Worse, the TJRC chairman presented its findings to President Uhuru, who is himself mentioned in the report on three fronts. As president, the TJRC expects Uhuru to apologies publicly and unconditionally for injustices and gross violations of human rights committed since independence to February 28, 2008. But the president is also cited in the violations in his personal capacity as Uhuru Kenyatta, who is also a Kenyatta.
Founding President Jomo Kenyatta (1963-1978), Uhuru's father, second President Daniel arap Moi(1978-2002), Uhuru's mentor, and former president Mwai Kibaki(2002-2008), Uhuru's benefactor, have also been cited as perpetrators of these injustices against the Kenyan people. Asking the fourth Head of State to apologise for the sins of his fathers places an extraordinarily heavy burden on the president. Uhuru already has his own cross to carry at The Hague over 2008 post-election violence, with charges of crimes against humanity.
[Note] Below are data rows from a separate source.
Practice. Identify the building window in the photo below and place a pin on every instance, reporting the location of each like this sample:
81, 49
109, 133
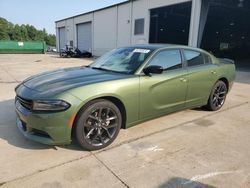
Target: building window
170, 24
139, 26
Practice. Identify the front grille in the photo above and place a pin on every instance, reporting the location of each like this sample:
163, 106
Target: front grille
24, 102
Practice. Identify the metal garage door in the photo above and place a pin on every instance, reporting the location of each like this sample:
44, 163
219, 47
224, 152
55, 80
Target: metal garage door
62, 38
84, 39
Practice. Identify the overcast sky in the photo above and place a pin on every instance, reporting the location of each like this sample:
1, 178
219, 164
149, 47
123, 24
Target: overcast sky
44, 13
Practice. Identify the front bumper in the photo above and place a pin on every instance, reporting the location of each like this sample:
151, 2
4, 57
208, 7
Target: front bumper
50, 129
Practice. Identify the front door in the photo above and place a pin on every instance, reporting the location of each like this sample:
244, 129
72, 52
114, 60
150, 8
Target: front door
166, 92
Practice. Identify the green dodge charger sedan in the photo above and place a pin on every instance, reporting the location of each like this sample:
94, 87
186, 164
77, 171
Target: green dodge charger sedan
122, 88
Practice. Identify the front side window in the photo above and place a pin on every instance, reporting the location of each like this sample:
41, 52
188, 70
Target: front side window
193, 58
122, 60
207, 59
168, 59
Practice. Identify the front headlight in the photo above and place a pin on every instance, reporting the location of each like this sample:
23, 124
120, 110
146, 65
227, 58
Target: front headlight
50, 105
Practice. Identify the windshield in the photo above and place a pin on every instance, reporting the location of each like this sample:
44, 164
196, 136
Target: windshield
122, 60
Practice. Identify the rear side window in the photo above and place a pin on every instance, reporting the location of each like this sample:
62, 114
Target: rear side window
207, 59
168, 59
193, 58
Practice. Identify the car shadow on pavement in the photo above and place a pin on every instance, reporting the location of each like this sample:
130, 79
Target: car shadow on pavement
178, 182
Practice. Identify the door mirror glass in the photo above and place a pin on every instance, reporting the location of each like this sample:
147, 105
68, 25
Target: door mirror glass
153, 69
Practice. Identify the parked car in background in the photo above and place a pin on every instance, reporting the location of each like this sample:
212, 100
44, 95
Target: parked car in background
122, 88
70, 51
51, 49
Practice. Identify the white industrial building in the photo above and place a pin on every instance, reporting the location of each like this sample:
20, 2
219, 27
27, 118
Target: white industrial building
220, 26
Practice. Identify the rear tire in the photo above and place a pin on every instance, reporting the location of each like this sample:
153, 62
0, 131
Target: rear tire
98, 124
218, 96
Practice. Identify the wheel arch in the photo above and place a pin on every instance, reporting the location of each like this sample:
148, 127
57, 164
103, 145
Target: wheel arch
225, 80
112, 99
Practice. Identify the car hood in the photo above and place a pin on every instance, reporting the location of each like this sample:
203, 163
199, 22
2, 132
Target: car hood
65, 79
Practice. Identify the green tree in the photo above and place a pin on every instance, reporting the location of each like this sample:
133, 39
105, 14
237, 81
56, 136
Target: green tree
9, 31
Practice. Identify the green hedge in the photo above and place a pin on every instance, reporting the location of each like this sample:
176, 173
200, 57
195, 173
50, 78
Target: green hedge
15, 47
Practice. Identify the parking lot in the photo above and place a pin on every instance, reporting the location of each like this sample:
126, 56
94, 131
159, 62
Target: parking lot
191, 148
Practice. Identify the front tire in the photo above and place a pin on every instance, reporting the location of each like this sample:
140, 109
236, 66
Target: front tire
98, 124
218, 96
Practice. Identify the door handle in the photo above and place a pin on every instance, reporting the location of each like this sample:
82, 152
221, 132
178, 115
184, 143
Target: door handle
213, 72
183, 80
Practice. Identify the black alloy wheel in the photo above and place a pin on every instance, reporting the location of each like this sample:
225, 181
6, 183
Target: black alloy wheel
218, 96
98, 125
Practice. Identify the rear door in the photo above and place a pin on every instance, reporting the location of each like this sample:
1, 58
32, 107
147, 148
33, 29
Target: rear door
201, 77
166, 92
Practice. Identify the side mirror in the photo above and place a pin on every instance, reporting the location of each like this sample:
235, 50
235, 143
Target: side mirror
154, 69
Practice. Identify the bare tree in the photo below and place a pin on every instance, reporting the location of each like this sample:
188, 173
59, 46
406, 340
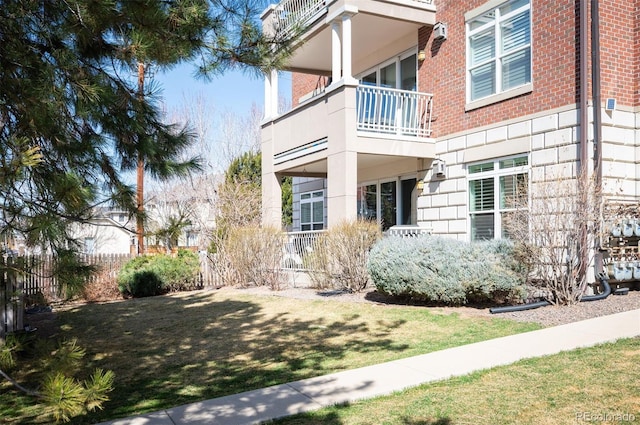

The founding president, his successor Moi, and Kibaki are some of Kenya's most-landed citizens. It is not that they worked harder than everybody else to be the largest land owners. The report claims they used their offices to acquire the most critical factor of production.
Land is at the core of injustices against the Kenyan people, especially the children of the Mau Mau, who were dispossessed during the war of independence in the 1950s.
During the campaigns for the March 4 elections, Uhuru vigorously denied links to land grabbing. But this report now claims the president is an inheritor of proceeds of impunity. It would therefore be unfair to ask him to lead action on the report. Conflict of interest is obvious.
The TJRC report asks the top citizen to apologise, but admission of such injustices alone won't resettle squatters at the coast and in the Rift Valley or would apology undo the Wagalla massacre or assassinations.
Just as apology won't ease the burden of Jubilee Deputy President William Ruto who declared himself a 'hustler'' during the campaigns only to show up at the presidency as a free spender, who gobbled Sh25,000,000 (or Sh18.5 million in officialspeak) in one trip, which did not have immediate value to the public. Therein lies the contradictions of kusema na kutenda, with hustling coming in the Jubilee with astounding extravagance. The deputy president’s attempt to fight facts hides more than it reveals. Two month can be such a long time.
Finally, this is not a stray column in The Star. The column has found a new residence after years on another platform. My loyal readers and new ones are welcome to this location, where the people's right to know shall always be respected.